2. Hyperedges we call “minimal faces” may significantly skew the simpliciality of a dataset. The minimal faces of a hypergraph \(H\) are the edges of the minimal size, i.e., \(|e| = \min(K)\), where \(K\) is the set of sizes that we consider based on note 1. (In a traditional simplicial complex, the minimal faces are singletons). With the size restrictions in place, the minimal faces of a hypergraph are always simplices because, by definition, there are no smaller edges for these edges to include. When measuring the simpliciality of a dataset, it is most meaningful to focus on the faces for which inclusion is possible, and so, by default, we exclude these minimal faces when counting potential simplices.

References

“The simpliciality of higher-order order networks” by Nicholas Landry, Jean-Gabriel Young, and Nicole Eikmeier, EPJ Data Science 13, 17 (2024).

simplicial_fraction(H, min_size=2, exclude_min_size=True)[source]#

Computing the simplicial fraction for a hypergraph.

What fraction of the hyperedges are simplices?

Parameters:
  • H (Hypergraph) – The hypergraph of interest

  • min_size (int, optional) – The minimum hyperedge size to include when calculating whether a hyperedge is a simplex by counting subfaces. For more details, see the Notes below. By default, 2.

  • exclude_min_size (bool, optional) – Whether to exclude minimal simplices when counting simplices. For more detailed information, see the Notes below. By default, True.

Returns:

The simplicial fraction

Return type:

float

Notes

1. The formal definition of a simplicial complex can be unnecessarily strict when used to represent perfect inclusion structures. By definition, a simplex always contains singletons (edges comprising a single node) and the empty set.

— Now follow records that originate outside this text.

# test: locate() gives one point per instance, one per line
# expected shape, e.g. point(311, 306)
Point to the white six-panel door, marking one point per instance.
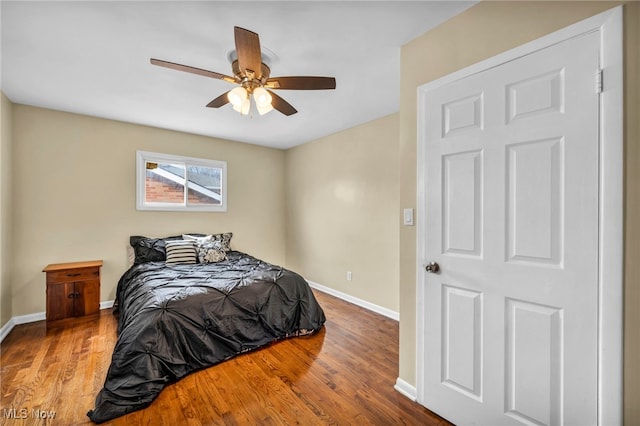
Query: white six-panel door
point(512, 175)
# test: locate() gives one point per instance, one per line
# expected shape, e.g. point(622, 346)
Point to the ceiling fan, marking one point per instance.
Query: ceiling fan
point(251, 75)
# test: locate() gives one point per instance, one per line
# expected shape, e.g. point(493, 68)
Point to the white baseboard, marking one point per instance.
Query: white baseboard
point(406, 389)
point(38, 316)
point(6, 329)
point(351, 299)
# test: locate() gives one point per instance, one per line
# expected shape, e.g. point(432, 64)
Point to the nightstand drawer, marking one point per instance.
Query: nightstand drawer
point(73, 275)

Several datasets will not include such interactions by construction. To circumvent this issue, we use a relaxed definition of downward closure that excludes edges of a certain size or smaller wherever it makes sense. By default, we set the minimum size to be 2 since some datasets do not contain singletons.

2. Hyperedges we call “minimal faces” may significantly skew the simpliciality of a dataset. The minimal faces of a hypergraph \(H\) are the edges of the minimal size, i.e., \(|e| = \min(K)\), where \(K\) is the set of sizes that we consider based on note 1. (In a traditional simplicial complex, the minimal faces are singletons). With the size restrictions in place, the minimal faces of a hypergraph are always simplices because, by definition, there are no smaller edges for these edges to include. When measuring the simpliciality of a dataset, it is most meaningful to focus on the faces for which inclusion is possible, and so, by default, we exclude these minimal faces when counting potential simplices.

References

“The simpliciality of higher-order order networks” by Nicholas Landry, Jean-Gabriel Young, and Nicole Eikmeier, EPJ Data Science 13, 17 (2024).